The protagonists in the 1980s have some limitations due to the influence of the times, and are somewhat "tall, big and complete". At that time, the police officers in life were dressed in a somewhat "unfashionable" style, with a gun on their waist, a motorcycle, white clothes, and blue trousers. Basically, after taking off the hat and getting the collar badge, he looks almost like a chef. It's not that powerful anyway. The black uniform of Sheriff Black Cat is very similar to that of the police today, and he also wears such high riding boots, which makes him look very time-traveled.

===Controversy===
Critics bemoaned the series for its depiction of gore and weapons (such as guns, knives and swords) including rude dirty words in Chinese and it did not have the same "harmless" type of cartoon violence like in Tom and Jerry. The most infamous scene from the series is when at the end of episode 1 where One-Eared Mouse got his name after his ear was shot off, complete with blood all over his head and hand.

===2006 rerun===
Not much is known about the reruns that aired in 2006.

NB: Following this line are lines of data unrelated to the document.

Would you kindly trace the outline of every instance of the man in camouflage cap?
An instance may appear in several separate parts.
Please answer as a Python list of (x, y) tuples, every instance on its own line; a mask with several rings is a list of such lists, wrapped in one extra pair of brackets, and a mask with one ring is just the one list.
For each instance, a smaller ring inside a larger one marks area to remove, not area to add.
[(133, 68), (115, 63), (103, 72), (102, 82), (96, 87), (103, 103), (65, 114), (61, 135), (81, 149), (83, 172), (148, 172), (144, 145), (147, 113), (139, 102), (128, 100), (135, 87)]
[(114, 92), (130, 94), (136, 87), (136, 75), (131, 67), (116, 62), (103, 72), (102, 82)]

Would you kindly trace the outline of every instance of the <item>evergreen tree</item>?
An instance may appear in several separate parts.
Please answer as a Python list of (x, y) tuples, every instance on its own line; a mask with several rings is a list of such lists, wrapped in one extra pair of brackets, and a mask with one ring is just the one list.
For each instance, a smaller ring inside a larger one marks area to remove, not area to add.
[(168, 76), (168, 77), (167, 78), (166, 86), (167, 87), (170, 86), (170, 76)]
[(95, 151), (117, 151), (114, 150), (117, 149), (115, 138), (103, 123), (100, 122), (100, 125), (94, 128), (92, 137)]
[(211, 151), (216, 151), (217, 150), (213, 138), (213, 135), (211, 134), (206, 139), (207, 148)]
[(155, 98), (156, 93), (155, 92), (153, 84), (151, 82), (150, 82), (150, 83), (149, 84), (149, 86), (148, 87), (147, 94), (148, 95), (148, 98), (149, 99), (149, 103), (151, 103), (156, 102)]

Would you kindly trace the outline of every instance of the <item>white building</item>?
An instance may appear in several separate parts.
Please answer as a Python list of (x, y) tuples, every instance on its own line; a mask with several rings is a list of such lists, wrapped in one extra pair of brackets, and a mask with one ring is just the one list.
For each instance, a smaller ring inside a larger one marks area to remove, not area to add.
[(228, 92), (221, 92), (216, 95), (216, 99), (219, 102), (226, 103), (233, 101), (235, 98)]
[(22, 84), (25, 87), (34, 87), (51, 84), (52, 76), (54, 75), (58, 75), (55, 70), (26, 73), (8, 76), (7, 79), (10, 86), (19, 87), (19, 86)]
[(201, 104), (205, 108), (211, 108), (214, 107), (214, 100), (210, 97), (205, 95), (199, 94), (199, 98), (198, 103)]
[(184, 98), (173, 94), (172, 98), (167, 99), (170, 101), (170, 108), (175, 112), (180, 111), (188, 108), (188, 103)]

==2010 digitally restored film==
The digitally restored animated film was released on April 23, 2010, with the general director still Dai Tielang (戴铁郎). The new movie version is actually a cut from the original 5 episodes of the show, with dialogue rewritten and dubbed for the times, and the movie theme song sung by Lin Miao Ke (林妙可).

==2015 animated film==
Mr. Black: Green Star has been released in theaters on August 7, 2015.